An article published in the journal “Nature” describes a research on dinosaur eggs’ pigmentation and their link to bird eggs. A team of researchers led by molecular paleobiologist Jasmina Wiemann of Yale University analyzed 18 fossil dinosaur eggshells to look for traces of biliverdin and protoporphyrin pigments, the ones found in bird eggshells, finding them in Eumaniraptoran eggshells, a group that includes small carnivores such as Velociraptor. The conclusion is that pigmentation has a mimetic purpose that evolved in dinosaurs that created at least partially open nests.
For a long time egg pigmentation has been considered a characteristic of birds because today they’re the only vertebrates in which it exists and not in all of them because there are species of birds that lay white eggs. Species with colored eggs use two pigments to form the various colors, which can form spots and speckles: green-blue biliverdin and red-brown protoporphyrin. The eggs color reflects the preferences in nesting environments and brooding behaviors.
Jasmina Wiemann is a molecular paleobiologist active in researches that exploit modern technologies to look for fossil biomolecules. She already led a research described in an article published in the journal “PeerJ” in August 2017 which reported the discovery of traces of biliverdin and protoporphyrin in fossil dinosaur eggshells. That research already offered a different point of view about the origin of pigmentation in eggs indicating that it was another trait that birds inherited from their dinosaur ancestors.
Jasmina Wiemann’s research didn’t stop there but she went on to try to better understand the evolution of this trait. For this reason, her team analyzed 18 fossil dinosaur eggshells belonging to very different groups that lived in different places on Earth to look for traces of pigments. A high resolution Raman microspectrography technique was used that’s non-destructive, one of the advantages of this and other new analysis technologies.
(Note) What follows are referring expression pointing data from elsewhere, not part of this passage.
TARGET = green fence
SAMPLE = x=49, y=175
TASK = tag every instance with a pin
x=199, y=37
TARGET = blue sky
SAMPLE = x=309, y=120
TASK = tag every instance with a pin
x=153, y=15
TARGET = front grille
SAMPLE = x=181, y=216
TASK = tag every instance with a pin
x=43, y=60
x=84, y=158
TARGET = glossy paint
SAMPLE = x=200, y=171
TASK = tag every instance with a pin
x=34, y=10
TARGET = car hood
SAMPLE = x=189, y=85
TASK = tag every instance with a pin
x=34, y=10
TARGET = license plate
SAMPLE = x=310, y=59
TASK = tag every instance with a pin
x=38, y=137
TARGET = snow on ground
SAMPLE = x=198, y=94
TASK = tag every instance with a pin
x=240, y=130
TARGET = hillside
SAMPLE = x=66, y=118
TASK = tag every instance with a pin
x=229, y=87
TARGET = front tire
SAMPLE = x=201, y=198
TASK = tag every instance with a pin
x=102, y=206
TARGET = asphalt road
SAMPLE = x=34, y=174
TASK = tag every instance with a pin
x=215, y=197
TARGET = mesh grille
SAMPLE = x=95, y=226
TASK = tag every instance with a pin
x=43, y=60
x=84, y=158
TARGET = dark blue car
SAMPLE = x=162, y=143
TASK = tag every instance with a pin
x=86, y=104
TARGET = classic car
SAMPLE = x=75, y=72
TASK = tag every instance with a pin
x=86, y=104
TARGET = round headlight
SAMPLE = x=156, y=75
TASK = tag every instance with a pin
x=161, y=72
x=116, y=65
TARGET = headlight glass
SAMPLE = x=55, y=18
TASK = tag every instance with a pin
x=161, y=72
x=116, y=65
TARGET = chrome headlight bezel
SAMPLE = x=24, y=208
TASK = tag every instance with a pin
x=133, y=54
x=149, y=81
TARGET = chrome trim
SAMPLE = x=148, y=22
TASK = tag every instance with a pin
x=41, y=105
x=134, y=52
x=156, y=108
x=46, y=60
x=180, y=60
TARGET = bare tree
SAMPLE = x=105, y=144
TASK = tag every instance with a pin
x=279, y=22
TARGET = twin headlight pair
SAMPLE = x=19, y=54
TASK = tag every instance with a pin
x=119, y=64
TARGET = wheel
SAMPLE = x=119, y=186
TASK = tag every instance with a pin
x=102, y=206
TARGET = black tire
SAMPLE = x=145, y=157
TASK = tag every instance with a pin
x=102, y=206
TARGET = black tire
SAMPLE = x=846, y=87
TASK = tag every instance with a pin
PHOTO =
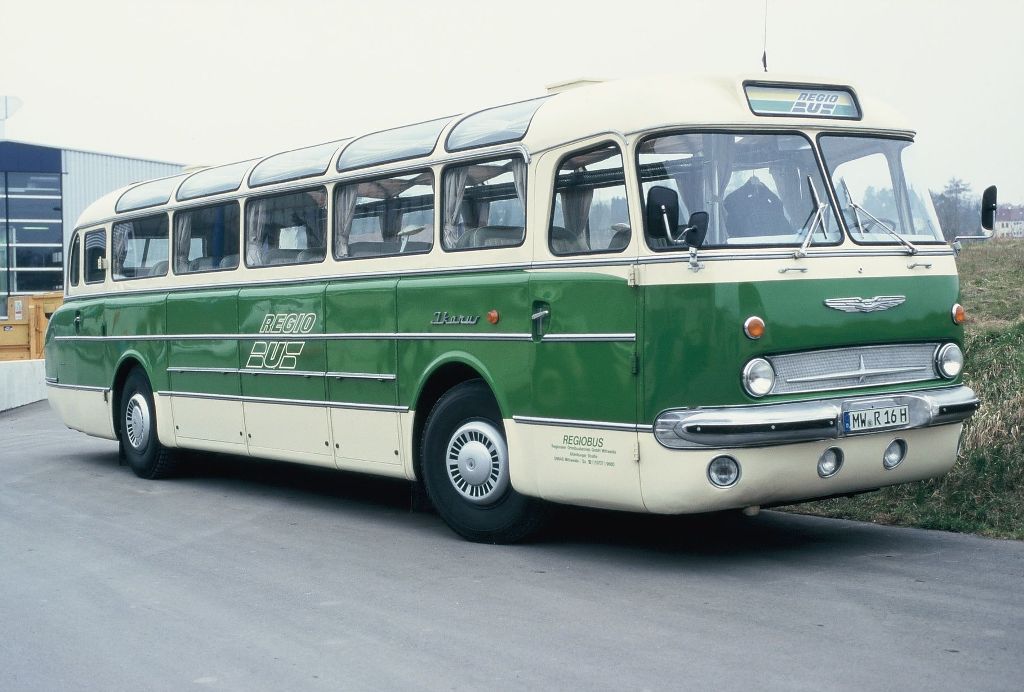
x=137, y=426
x=477, y=501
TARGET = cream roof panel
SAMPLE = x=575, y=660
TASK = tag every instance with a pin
x=633, y=105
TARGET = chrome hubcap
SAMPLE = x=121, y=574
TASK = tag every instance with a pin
x=477, y=463
x=137, y=421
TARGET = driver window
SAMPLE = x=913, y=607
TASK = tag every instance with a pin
x=589, y=212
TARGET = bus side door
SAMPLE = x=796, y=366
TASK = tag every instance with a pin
x=584, y=320
x=203, y=370
x=282, y=361
x=361, y=387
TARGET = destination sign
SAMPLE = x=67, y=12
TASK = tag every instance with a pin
x=802, y=101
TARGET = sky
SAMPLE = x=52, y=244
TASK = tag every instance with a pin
x=203, y=82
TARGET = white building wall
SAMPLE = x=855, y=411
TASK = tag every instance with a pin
x=22, y=382
x=88, y=176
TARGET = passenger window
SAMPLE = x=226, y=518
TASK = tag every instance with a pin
x=95, y=256
x=590, y=214
x=73, y=262
x=206, y=239
x=385, y=216
x=139, y=248
x=289, y=228
x=484, y=205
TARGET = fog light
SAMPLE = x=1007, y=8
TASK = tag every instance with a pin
x=894, y=453
x=759, y=377
x=829, y=462
x=949, y=360
x=723, y=471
The result is that the two pigments biliverdin and protoporphyrin were found in dinosaur eggshells of Eumaniraptorans (Eumaniraptora), a group that also includes modern birds and small carnivores such as Velociraptor. The traces show spots and specks similar to those of modern bird eggs and this suggests that this trait evolved in that group of dinosaurs and was inherited by birds.
This research brings confirmations to the already existing hypotheses concerning pigmentation as a form of camouflage. In dinosaurs it appears to be present in species that, as for birds, had at least partially open nests so the ones that even today are better camouflaged are the ones that are less likely to be eaten by predators.
New fossil findings and the possibility to apply new technologies to palaeontology in recent decades allowed to discover a lot about dinosaurs reproductive behaviors. The research carried out by Jasmina Wiemann on their eggs brought further confirmation that birds are dinosaurs that changed their appearance and developed flight but retained many characteristics of their ancestors.